Dolayısıyla ekonomide yaşanan önemli bir sorun enflasyonla büyüme arasındaki çelişkidir. Enflasyon hedeflemesi politikası yüksek faizlerle iç pazarın daralmasına neden olmakta bu da durgunluk yaratmaktadır. Bu nedenle Türkiye enflasyonu yükseltmeden büyüme hızını % 6’nın üzerinde çıkarmak zorundadır.

Bunun tek yolu ekonomide verimlilik düzeyinin yükseltilmesi, girdi maliyetlerinin, yüksek vergilerin ve sosyal güvenlik primlerinin düşürülmesidir.

Enerji, ulaştırma ve diğer temel girdilerde maliyetlerin düşürülmesi için tek yol bu piyasalarda rekabetin artmasıdır. Rekabetin artması için özelleştirme zorunludur. Fakat telekom örneğinde olduğu gibi devlet tekelinin yerini özel tekel almamalıdır. Avrupa’da enerji piyasası serbestleştirilmiş, elektrik fiyatları % 30’lar oranında düşmüştür. Telekomlar özelleştirilmiş telefon fiyatları % 40’ı aşan oranda düşmüştür. Bankacılık hizmetlerinde serbestleşme faizleri ve banka komisyonlarını düşürmüştür. Türkiye’de bu örnek sadece kısmi olarak hava taşımacılığında yaşanmıştır.

Artık ekonomide tekellerin, kamu işletmelerinin verimsizliğine tahammül kalmamıştır. Bugün devletin elindeki arazi ve binaların çoğu bir rant aracıdır. Arazi ve bina zengini devlet diğer tarafta en temel işleri, eğitim, sağlık, adalet hizmetlerini yerine getirememektedir. Oysa bu tür kamu hizmetlerinin en iyi şekilde yerine getirilmesi de ekonomide verimlilik için zorunludur.

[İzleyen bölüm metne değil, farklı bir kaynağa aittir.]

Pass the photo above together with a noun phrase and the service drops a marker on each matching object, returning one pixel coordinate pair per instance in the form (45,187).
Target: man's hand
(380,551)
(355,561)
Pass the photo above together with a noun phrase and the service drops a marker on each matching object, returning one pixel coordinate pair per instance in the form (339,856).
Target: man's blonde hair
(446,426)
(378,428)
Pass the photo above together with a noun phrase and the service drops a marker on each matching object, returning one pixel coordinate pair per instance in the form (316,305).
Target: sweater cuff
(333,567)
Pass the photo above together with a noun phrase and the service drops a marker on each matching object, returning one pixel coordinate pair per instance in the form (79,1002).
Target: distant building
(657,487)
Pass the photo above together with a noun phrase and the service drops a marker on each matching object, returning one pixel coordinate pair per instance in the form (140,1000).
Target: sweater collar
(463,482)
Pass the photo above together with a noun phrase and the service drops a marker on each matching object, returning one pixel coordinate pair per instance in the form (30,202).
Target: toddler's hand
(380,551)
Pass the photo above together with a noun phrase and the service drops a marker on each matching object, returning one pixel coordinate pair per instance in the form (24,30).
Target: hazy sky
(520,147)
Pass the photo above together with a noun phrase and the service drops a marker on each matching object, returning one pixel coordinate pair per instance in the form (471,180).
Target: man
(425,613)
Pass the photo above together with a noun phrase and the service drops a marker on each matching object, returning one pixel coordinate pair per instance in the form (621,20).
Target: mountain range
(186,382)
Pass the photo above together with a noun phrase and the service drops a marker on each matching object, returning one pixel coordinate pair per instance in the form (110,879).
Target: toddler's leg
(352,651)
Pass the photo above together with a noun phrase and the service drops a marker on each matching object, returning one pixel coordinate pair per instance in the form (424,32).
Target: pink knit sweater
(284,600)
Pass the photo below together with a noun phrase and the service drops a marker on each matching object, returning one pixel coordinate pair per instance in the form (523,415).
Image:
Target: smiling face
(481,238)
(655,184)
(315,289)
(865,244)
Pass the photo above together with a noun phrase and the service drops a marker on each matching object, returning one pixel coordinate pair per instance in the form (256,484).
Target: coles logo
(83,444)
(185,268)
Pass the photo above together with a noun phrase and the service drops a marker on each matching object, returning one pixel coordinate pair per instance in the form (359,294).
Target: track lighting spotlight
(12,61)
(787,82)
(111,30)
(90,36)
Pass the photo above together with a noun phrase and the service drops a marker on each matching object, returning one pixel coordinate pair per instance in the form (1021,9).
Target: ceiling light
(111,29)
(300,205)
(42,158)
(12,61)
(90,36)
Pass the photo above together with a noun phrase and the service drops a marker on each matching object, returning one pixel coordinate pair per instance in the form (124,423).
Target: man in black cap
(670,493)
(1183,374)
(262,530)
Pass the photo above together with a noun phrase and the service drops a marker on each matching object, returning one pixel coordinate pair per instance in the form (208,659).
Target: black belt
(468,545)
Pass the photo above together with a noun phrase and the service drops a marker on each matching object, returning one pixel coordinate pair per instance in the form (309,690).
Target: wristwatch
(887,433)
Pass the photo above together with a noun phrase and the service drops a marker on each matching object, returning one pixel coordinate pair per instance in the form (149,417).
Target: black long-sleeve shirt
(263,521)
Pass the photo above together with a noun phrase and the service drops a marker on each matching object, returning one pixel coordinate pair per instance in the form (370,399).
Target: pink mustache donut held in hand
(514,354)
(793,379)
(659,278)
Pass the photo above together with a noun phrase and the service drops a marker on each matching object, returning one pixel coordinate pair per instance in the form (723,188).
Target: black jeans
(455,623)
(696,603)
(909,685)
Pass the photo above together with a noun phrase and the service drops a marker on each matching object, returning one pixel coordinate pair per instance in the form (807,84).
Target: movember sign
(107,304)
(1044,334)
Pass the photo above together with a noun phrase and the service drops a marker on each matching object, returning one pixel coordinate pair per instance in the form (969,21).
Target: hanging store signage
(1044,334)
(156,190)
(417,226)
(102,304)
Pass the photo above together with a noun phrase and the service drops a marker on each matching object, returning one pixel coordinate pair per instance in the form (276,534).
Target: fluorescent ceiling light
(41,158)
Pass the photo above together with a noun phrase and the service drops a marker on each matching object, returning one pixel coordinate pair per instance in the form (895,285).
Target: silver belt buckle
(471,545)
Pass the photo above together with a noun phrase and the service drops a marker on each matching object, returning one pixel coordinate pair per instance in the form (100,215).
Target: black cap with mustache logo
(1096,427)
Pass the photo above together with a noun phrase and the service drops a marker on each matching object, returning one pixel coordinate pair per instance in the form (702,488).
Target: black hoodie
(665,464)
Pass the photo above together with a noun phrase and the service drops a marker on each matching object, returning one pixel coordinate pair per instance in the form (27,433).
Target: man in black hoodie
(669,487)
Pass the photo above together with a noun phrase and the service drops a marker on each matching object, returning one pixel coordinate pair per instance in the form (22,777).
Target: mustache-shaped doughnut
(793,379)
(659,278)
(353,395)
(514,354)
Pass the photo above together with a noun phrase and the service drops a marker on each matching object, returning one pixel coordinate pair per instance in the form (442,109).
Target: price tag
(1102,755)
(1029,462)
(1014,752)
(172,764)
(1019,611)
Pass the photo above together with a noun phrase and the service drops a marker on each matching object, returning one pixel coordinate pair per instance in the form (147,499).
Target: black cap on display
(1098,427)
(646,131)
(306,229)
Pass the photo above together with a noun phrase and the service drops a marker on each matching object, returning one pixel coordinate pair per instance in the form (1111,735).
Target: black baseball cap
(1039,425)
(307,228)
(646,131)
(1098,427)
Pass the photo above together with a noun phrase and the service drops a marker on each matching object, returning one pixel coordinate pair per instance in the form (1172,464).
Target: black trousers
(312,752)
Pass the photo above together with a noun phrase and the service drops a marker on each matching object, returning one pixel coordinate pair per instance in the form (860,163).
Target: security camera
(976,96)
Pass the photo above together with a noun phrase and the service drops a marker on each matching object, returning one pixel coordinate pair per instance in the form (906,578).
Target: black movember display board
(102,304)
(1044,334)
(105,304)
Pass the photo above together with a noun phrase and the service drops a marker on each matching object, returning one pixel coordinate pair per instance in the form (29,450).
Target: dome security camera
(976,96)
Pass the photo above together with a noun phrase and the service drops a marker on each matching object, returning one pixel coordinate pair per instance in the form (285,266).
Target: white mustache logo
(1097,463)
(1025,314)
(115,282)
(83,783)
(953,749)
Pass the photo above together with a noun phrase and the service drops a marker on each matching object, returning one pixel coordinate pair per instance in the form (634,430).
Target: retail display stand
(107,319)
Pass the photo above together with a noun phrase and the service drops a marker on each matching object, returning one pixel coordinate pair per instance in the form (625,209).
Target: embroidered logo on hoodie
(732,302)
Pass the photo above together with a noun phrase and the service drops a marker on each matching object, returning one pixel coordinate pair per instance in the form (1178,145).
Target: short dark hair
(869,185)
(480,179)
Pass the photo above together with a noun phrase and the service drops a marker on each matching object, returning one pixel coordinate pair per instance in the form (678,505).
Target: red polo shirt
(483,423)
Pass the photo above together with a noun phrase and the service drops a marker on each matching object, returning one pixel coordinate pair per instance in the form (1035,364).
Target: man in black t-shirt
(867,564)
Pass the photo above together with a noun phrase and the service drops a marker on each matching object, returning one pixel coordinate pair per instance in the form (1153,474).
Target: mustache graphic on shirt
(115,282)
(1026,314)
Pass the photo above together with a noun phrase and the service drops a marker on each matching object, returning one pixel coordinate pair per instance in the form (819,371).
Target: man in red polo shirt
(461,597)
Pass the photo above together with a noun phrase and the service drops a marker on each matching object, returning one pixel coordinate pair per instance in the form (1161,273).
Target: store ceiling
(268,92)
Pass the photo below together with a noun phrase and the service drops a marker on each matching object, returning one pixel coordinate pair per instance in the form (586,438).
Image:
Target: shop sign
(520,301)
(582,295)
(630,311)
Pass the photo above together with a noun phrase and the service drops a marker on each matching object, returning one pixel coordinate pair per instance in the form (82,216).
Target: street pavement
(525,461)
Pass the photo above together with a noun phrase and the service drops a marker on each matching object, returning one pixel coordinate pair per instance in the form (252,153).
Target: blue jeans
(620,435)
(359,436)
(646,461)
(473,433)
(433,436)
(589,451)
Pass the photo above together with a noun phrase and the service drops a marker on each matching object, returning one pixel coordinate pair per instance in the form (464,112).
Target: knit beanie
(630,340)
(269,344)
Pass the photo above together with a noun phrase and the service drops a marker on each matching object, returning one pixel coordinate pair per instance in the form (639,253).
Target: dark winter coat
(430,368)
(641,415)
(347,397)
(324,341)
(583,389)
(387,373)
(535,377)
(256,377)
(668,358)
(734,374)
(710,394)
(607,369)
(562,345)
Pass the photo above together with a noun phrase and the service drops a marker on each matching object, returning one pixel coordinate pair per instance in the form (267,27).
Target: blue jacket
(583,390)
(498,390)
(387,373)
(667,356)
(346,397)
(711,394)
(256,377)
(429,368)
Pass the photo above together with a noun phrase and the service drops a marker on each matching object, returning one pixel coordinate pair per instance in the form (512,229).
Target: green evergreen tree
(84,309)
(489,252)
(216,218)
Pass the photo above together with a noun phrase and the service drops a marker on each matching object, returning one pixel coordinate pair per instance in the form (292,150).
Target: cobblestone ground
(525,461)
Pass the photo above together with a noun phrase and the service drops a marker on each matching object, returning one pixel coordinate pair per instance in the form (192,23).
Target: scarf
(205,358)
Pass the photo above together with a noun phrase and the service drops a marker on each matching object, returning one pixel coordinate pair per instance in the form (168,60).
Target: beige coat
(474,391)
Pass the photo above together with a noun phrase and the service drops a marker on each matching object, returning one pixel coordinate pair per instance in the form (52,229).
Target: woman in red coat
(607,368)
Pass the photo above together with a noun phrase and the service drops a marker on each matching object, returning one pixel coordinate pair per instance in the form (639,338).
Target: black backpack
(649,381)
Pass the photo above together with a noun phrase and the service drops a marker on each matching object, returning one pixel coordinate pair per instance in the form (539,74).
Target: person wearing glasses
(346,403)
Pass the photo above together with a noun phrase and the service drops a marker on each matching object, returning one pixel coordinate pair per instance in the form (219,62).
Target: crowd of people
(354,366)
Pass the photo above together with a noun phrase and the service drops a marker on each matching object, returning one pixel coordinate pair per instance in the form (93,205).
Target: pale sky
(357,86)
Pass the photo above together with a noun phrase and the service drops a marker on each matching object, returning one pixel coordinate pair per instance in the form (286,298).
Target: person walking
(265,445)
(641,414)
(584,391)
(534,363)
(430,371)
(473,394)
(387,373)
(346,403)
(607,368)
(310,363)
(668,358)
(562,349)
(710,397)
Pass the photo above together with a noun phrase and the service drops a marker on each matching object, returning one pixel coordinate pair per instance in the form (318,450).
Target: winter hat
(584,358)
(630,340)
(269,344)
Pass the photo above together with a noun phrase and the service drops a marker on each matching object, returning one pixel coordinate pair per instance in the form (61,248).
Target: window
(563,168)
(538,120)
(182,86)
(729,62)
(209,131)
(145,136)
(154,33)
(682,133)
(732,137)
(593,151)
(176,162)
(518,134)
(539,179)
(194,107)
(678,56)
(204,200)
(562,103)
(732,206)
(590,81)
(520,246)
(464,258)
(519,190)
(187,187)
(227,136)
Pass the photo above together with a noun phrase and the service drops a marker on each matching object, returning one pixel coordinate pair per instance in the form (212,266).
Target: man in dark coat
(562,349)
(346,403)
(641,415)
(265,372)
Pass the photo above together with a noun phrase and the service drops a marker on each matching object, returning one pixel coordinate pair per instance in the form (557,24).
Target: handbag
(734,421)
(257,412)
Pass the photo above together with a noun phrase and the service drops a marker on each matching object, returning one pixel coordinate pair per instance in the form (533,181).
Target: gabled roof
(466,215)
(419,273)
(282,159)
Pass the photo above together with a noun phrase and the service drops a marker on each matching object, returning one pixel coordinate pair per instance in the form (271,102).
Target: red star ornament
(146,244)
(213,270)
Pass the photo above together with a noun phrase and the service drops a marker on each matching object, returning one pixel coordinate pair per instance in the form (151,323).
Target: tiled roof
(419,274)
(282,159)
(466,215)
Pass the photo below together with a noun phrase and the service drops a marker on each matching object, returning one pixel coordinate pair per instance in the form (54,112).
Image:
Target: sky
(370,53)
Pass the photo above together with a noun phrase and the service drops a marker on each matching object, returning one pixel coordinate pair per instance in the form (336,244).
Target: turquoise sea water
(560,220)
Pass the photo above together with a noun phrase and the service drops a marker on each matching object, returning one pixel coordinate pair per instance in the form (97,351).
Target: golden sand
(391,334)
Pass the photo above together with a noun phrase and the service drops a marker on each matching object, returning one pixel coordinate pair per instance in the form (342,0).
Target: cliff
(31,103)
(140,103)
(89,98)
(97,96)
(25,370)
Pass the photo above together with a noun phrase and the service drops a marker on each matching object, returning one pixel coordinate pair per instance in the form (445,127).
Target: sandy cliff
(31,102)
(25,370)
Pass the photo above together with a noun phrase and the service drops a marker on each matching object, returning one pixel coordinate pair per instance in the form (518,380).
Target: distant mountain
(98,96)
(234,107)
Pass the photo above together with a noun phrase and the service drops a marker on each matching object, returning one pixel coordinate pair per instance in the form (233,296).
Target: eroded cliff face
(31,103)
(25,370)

Bugün istihdam üzerindeki vergi yükü yüksektir. Bunun sebebi kayıt dışı istihdamın % 50’lere varmasıdır. Türkiye’nin ciddi bir vergi sorunu vardır.

Türkiye’de gelir vergisi mükellefi sayısı 10 yıldır değişmemiştir. 1.8 milyondur. Kurumlar vergisi mükellefi 600 bindir. Basit usûl vergi mükellefi 700 bindir. Gayrimenkul sermaye iradı vergi mükellefi 600 bindir. Toplarsanız 3.8 milyona yakındır. Buna memurları da ekleseniz 6-7 milyon olur. 280 milyonluk A.B.D.’de vergi mükellefi sayısı 125 milyondur. 

Bunun nedeni açıktır. Türkiye’de en düşük vergi dilimi %15, Fransa’da %7, İngiltere’de %10’dur. Türkiye’de vergi yükü %27, A.B.D’de %22.5’dur. Bu vergiler insanları vergi kaçırmaya itmektedir.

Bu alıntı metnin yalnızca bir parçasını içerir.